Papermaking is metaphorically and symbolically powerful. It is a process involving destruction, deconstruction, and transformation, re-incorporating the old into something new. I found the experience satisfying, stress relieving, and cathartic on a kinesthetic/sensory level as I ripped the paper, blended it, and pressed the cold mulch into sheets between towels. The product was beautiful as well: chunky, thick paper that felt sentimental, like pages of an old diary or manuscript. Scraps of what the paper had once been, bits of an old journal I took sermon notes in church, surfaced here and there. I am in the midst of my own process of deconstruction: deconstructing my faith. I was raised Christian, my parents were missionaries; my whole community growing up was religious. Christianity is woven intimately into my identity, my past, my relationships. However, over the past few years my beliefs have radically changed and I no longer identify as religious. This process has been incredibly painful as it feels like the rug is pulled out from under me and I have to navigate what it means to still be a part of my family and my community, and still maintain a connection to past self and life I feel so alienated from. It also means I am faced with the new task of exploring questions like what do I leave behind? What do I still take with me? What do I value? The papermaking process felt incredibly relevant to this process. There was destruction and loss of the old. There is a new object that both is a fresh slate and carries a history with it.

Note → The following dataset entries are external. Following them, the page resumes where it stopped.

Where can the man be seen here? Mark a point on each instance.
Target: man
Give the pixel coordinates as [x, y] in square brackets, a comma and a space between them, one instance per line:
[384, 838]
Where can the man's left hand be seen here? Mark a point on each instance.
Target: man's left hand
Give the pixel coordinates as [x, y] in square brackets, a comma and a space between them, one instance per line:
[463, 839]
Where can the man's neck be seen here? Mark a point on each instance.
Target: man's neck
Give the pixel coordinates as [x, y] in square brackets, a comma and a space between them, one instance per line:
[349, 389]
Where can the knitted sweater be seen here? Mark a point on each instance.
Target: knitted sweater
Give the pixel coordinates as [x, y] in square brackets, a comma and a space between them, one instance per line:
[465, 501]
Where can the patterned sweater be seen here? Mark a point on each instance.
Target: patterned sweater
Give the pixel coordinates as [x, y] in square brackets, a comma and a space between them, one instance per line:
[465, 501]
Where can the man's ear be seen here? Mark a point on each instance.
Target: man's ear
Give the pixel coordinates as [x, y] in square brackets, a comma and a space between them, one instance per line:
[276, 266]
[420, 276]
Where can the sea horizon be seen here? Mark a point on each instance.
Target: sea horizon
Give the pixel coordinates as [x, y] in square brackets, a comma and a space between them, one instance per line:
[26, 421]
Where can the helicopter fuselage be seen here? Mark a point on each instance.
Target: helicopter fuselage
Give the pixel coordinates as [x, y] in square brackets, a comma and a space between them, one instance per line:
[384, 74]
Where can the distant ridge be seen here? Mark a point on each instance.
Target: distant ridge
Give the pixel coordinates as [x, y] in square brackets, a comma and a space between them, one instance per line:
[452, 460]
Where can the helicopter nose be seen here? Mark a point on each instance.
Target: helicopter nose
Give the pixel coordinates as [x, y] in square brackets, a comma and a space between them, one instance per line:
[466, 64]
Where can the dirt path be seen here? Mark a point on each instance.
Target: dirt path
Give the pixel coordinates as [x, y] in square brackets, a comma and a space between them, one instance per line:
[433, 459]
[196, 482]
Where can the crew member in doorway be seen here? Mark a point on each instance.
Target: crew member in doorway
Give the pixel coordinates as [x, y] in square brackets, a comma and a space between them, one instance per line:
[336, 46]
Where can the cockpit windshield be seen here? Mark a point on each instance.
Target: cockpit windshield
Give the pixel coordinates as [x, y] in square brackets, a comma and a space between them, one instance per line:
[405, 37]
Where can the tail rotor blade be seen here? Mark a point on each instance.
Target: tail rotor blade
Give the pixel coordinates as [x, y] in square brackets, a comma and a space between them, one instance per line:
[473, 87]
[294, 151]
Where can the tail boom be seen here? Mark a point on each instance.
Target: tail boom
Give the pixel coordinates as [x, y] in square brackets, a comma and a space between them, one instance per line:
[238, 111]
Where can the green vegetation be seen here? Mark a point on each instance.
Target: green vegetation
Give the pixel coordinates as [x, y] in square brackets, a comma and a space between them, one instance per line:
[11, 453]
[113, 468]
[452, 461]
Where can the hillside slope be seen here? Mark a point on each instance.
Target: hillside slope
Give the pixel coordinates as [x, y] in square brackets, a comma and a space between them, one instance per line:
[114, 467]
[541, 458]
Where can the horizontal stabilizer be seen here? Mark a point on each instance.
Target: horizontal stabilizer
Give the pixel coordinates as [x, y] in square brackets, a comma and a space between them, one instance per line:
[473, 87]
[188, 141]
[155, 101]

Because of the transformative nature of the process, I believe papermaking would be a helpful intervention for adults with trauma and stressor related disorders. Trauma literally means to shatter. Traumatized people know what it is to feel shredded, fragmented, destroyed. The task of healing trauma is to find a way to incorporate and process trauma memory and reestablish a sense of self and a new sense of meaning. There is no way to erase trauma; it transforms us and we carry it with us. But there is the possibility of rearranging our relationship with the trauma. Additionally, on a kinesthetic level, repetitive motion, such as the ripping could be soothing and cathartic. Part of trauma work is also grief work. Depending on the nature of the trauma is could be the actual loss of a loved one, or loss of a sense of safety, identity. Papermaking lends itself well to that process as well as it maintains connection to the past, but it involves creating something new. In Craft in Art Therapy, the author states “Transformation can take place through reworking, revising, reforming, adjusting, or altering-all processes that hold symbolic value and thus have unique therapeutic potential…the alchemical process of transformation, along with constructing, destructing, and reconstructing can provide a parallel inner alchemical process of transformation” (Leone, 2020, p. 17). This quote actually refers to ceramics, but I found papermaking mirrored this process.


Reference:

Leone, L. (Ed.). (2020). Craft in Art Therapy: Diverse Approaches to the Transformative Power of Craft Materials and Methods. Routledge.